Le site de vulgarisation scientifique de l’Université de Liège. ULg, Université de Liège

Un arc transpolaire découvert sur Saturne
29/04/2015

Champ magentique Saturne
« En réalité, la reconnexion qui a lieu dans le cycle du processus externe se passe en deux temps. Du côté jour, donc du côté du soleil, les lignes de champ magnétiques de la Terre, ou de Saturne, vont dans une direction, et le champ magnétique solaire dans une autre direction. Les lignes les plus proches les unes des autres vont s’ouvrir, et permettre ce qu’on appelle la reconnexion côté jour. Le champ magnétique de la Terre s’ouvre et ses lignes de champ se connectent avec celles du soleil. C’est le cycle de Dungey, du nom du physicien Anglais qui l’a mis à jour. Ensuite, ces lignes de champ vont se déplacer vers l’arrière et, seulement beaucoup plus loin, dans la magnétoqueue, se reconnecter une nouvelle fois, côté nuit, cette fois. Elles vont se refermer sur elles-mêmes, et les lignes de champ du soleil pourront continuer leur course. En fait, c’est une façon pour le champ magnétique du soleil de contourner un obstacle. 
» Au cours de ce cycle, il arrive que plusieurs lignes de champ se referment d’affilée du côté nuit, alors que peu de lignes de champ s’ouvrent du côté jour. Il y a donc une accumulation d’un flux magnétique du côté nuit, qui reste bloqué dans la queue, qui ne peut plus sortir. C’est cette instabilité qui, dans l’empreinte aurorale, va, au cours de l’accumulation du flux, progresser dans la région polaire et tracer un arc.

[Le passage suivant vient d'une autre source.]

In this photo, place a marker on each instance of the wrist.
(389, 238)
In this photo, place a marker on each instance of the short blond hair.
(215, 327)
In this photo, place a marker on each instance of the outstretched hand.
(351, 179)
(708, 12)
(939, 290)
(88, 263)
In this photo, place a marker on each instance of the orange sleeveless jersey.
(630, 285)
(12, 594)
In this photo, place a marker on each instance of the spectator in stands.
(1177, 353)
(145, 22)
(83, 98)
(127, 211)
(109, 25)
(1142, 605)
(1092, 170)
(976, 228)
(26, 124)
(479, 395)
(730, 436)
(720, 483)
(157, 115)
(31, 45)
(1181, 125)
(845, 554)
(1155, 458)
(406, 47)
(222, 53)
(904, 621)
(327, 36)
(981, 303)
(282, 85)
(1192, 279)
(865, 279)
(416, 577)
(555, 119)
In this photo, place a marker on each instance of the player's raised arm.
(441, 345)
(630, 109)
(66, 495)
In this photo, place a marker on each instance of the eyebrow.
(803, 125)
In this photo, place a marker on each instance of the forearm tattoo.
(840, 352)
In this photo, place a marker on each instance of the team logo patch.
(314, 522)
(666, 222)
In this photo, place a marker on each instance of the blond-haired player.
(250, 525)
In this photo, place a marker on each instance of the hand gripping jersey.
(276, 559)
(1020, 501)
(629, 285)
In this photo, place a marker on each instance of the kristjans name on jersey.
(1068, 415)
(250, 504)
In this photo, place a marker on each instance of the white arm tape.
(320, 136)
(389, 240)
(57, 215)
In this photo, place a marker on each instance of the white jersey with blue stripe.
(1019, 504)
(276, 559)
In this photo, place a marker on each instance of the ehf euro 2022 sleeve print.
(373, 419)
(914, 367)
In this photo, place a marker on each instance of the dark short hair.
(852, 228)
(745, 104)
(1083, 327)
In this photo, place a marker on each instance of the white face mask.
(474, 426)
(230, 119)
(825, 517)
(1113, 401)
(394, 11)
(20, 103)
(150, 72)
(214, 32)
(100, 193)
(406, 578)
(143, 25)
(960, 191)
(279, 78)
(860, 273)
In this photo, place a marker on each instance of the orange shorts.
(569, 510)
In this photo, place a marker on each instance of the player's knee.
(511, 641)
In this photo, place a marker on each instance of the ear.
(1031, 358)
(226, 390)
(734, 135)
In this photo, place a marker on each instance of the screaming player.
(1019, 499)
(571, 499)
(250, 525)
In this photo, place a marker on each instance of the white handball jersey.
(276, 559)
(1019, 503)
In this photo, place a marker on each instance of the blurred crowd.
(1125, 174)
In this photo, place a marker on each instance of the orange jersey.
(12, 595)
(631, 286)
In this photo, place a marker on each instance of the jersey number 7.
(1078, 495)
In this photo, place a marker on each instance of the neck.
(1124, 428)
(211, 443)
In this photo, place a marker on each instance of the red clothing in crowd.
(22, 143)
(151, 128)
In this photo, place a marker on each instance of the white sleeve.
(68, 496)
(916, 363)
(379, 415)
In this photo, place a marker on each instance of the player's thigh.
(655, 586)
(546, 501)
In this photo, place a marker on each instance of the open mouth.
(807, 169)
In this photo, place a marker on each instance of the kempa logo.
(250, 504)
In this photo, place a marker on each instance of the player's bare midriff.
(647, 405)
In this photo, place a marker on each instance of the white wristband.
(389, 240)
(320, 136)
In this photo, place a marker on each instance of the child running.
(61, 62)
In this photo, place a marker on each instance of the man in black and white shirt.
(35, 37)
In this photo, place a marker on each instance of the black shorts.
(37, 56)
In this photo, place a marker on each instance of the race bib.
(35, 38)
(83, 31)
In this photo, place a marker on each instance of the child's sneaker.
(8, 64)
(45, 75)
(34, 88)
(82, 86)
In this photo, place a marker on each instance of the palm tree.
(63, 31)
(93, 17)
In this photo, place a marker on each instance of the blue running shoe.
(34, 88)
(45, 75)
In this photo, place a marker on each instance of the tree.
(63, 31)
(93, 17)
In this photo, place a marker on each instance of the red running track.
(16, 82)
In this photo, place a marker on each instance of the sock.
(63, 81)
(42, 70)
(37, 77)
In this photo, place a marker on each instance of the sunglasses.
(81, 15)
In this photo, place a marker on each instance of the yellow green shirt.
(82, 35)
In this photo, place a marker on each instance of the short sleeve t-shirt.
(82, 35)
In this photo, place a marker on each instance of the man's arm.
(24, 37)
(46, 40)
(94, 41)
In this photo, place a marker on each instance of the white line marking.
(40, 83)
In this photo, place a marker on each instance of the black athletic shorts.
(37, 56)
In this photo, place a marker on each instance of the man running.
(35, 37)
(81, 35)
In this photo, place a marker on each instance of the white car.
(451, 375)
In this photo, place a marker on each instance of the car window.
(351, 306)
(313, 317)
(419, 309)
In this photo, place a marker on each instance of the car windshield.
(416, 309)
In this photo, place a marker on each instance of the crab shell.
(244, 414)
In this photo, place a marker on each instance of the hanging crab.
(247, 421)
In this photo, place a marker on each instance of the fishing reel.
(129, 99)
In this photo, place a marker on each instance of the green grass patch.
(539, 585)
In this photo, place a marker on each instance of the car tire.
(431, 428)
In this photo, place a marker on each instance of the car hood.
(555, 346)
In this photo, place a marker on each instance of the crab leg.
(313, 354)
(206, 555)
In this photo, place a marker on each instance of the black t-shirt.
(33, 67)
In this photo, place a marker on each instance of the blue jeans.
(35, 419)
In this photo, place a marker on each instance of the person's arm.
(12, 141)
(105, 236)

« Ce n’est qu’une théorie sur la formation des arcs, mais c’est la plus probable, tant pour la Terre que pour Saturne. Et pourtant, il y a sur Saturne la coexistence de ce processus avec un processus interne, qui rend le cycle de Dungey assez rare. Alors une accumulation de flux, qui signifie plusieurs reconnexions d’affilée, doit être un événement encore moins fréquent à observer. On a eu beaucoup de chance de tomber dessus. Avant son observation, on ne pensait même pas qu’un tel événement pouvait y exister. Cette observation nous autorise en tout cas à penser que si ces arcs sont bien l’effet d’une reconnexion liée aux vents solaires sur Terre, ils le sont aussi sur Saturne, et qu’ils y sont donc plus importants qu’on ne le pensait. »

De plus en plus d’observations

Les premières images d’aurores sur les géantes gazeuses ont été captées par Hubble. En 2004, la sonde spatiale Cassini, développée par la NASA et l’ESA, est entrée en orbite autour de Saturne et a permis des observations plus précises qui ont comblé les attentes de groupes de recherches issus d’un large panel de domaines d’études. Elle a notamment permis de découvrir l’existence des geysers sur Encelade, de récolter de nombreuses données sur la composition des anneaux de Saturne, de mieux comprendre son atmosphère, ses propriétés physiques et climatiques, mais aussi son champ magnétique, sa magnétosphère, et l’incidence qu’elle pouvait avoir sur la formation de ses aurores.

Mais Cassini n’a pas fini de nous émerveiller. « La mission a été prolongée jusqu’à la fin de l’année 2017, s’enthousiasment les chercheurs. Normalement, Cassini tourne autour de Saturne dans le plan équatorial. Mais quand la sonde passe assez près d’un satellite, on peut utiliser son assistance gravifique pour modifier l’orbite et l’incliner vers les pôles. Et pour le « grand final » de la mission, on s’attend à récolter de fantastiques données. On va avoir une orbite quasi polaire. Cette modification de trajectoire va monopoliser les dernières ressources de la sonde. Elle va se rapprocher de Saturne, finir par entrer dans son atmosphère et s’y désintégrer complètement. Mais toute la période qui précédera sa fin va nous permettre d’observer les deux pôles de très près, en détail, avec une définition presque meilleure que celle qu’on obtient pour les observations de la Terre. On aura sur un même plan le côté jour et le côté nuit, et on va observer des phénomènes dont on n’a pas encore conscience aujourd’hui, qu’on ne peut probablement pas encore expliquer, et qui nous permettront d’étayer ou d’abandonner certaines de nos hypothèses. »

Et la fin de Cassini ne signifie pas la fin des observations des aurores des planètes géantes. En 2016, Juno, une nouvelle sonde de la NASA (avec à son bord un instrument auquel le Centre Spatial de Liège a contribué) encore plus performante se mettra en orbite autour de Jupiter  pour prendre la relève. Ces observations ne constitueront qu’un premier pôle de la recherche. Car les chercheurs en sont toujours au stade de la découverte.